Computer-based learning environments offer the potential for innovative assessments of student knowledge and personalized instruction for learners. However, there are a number of challenges to realizing this potential. Many psychological models are not specific enough to directly deploy in instructional systems, and computational challenges can arise when considering the implications of a particular theory of learning. While learners' interactions with virtual environments encode significant information about their understanding, existing statistical tools are insufficient for interpreting these interactions. This research develops computational models of teaching and learning and combines these models with machine learning algorithms to interpret learners' actions and customize instruction based on these interpretations. This approach results in frameworks that can be adapted to a variety of educational domains, with the frameworks clearly separating components that can be shared across tasks and components that are customized based on the educational content. Using this approach, this dissertation addresses three major questions: (1) How can one diagnose learners' knowledge from their behavior in games and virtual laboratories? (2) How can one predict whether a game will be diagnostic of learners' knowledge? and (3) How can one customize instruction in a computer-based tutor based on a model of learning in a domain?
The first question involves automatically assessing student knowledge via observed behavior in complex interactive environments, such as virtual laboratories and games. These environments require students to plan their behavior and take multiple actions to achieve their goals. Unlike in many traditional assessments, students' actions in these environments are not independent given their knowledge and each individual action cannot be classified as correct or incorrect. To address this issue, I develop a Bayesian inverse planning framework for inferring learners' knowledge from observing their actions. The framework is a variation of inverse reinforcement learning and uses Markov decision processes to model how people choose actions given their knowledge. Through behavioral experiments, I show that this framework can infer learners' stated beliefs, with accuracy similar to human observers, and that feedback based on the framework improves learning efficiency. To extend this framework to educational applications outside of the laboratory, I extended the inverse planning framework to diagnose students' algebra skills from worked solutions to linear equations, separating different sources of mathematical errors. I tested the framework by developing an online algebra tutor that provides students with the opportunity to practice solving equations and automatically diagnoses their understanding after they have solved sufficient equations. Preliminary experiments demonstrate that Bayesian inverse planning provides a good fit for the majority of participants' behaviors, and that its diagnoses are consistent with results of a more conventional assessment.
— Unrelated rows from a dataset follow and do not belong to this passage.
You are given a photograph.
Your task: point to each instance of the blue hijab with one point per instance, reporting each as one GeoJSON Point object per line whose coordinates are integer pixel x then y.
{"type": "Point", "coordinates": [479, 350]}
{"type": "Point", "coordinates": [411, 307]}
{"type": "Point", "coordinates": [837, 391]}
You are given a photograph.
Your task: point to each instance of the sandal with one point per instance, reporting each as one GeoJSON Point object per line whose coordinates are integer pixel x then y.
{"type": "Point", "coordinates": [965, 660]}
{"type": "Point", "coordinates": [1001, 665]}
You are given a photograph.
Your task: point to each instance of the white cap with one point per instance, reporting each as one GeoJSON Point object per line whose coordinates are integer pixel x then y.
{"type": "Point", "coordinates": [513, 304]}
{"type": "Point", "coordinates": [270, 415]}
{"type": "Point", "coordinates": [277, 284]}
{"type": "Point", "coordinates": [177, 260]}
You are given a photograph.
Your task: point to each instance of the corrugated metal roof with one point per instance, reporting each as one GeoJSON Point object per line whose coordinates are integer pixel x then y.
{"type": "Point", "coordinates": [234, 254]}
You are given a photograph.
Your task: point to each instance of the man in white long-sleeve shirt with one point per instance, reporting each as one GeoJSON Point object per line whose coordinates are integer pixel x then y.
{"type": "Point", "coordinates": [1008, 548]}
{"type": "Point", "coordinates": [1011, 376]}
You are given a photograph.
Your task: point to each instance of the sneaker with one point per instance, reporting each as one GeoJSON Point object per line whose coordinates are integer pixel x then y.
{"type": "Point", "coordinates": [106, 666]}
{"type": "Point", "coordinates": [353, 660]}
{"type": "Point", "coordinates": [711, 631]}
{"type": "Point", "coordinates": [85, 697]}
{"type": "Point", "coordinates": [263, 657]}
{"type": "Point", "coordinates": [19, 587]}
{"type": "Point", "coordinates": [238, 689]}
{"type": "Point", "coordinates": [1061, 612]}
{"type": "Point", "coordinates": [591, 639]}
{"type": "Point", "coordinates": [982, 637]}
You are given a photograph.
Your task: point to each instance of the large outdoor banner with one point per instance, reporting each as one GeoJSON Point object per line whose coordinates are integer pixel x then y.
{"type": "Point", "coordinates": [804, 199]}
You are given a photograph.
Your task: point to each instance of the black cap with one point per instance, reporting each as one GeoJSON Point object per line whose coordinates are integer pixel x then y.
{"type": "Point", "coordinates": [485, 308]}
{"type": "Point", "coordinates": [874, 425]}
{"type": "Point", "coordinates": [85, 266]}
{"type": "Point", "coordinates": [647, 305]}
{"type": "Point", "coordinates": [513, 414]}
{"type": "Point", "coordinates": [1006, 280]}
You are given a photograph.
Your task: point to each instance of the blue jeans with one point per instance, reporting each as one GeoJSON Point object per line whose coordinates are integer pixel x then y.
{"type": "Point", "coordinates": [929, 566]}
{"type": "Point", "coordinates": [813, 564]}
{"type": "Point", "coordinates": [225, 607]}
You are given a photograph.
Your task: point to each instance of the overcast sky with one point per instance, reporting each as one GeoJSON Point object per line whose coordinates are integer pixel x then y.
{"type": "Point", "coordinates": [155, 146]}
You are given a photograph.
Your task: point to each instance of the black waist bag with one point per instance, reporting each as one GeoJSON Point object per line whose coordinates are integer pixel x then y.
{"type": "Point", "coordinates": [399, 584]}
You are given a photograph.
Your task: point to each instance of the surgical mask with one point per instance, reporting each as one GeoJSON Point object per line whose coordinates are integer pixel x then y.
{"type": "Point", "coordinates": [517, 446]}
The results of the previous studies showed that not all tasks result in learner behavior that can be used to perfectly diagnose knowledge. In many cases, actions may be ambiguous, resulting in a diagnosis that places some probability on one possible knowledge state and some probability on another. I developed an optimal game design framework to predict how much information will be gained by observing a player or players' actions if they were to play a particular game: gaining more information from a game means that the diagnosis is less ambiguous. This framework extends optimal experiment design methods in statistics. It can limit the trial and error necessary to create games for education and behavioral research by suggesting game design choices while still leveraging the skills of a human designer to create the initial design. Behavioral results from a concept learning game demonstrate that the predicted information gain is correlated with the actual information gain and that the best designs can result in twice as much information as an uninformed design.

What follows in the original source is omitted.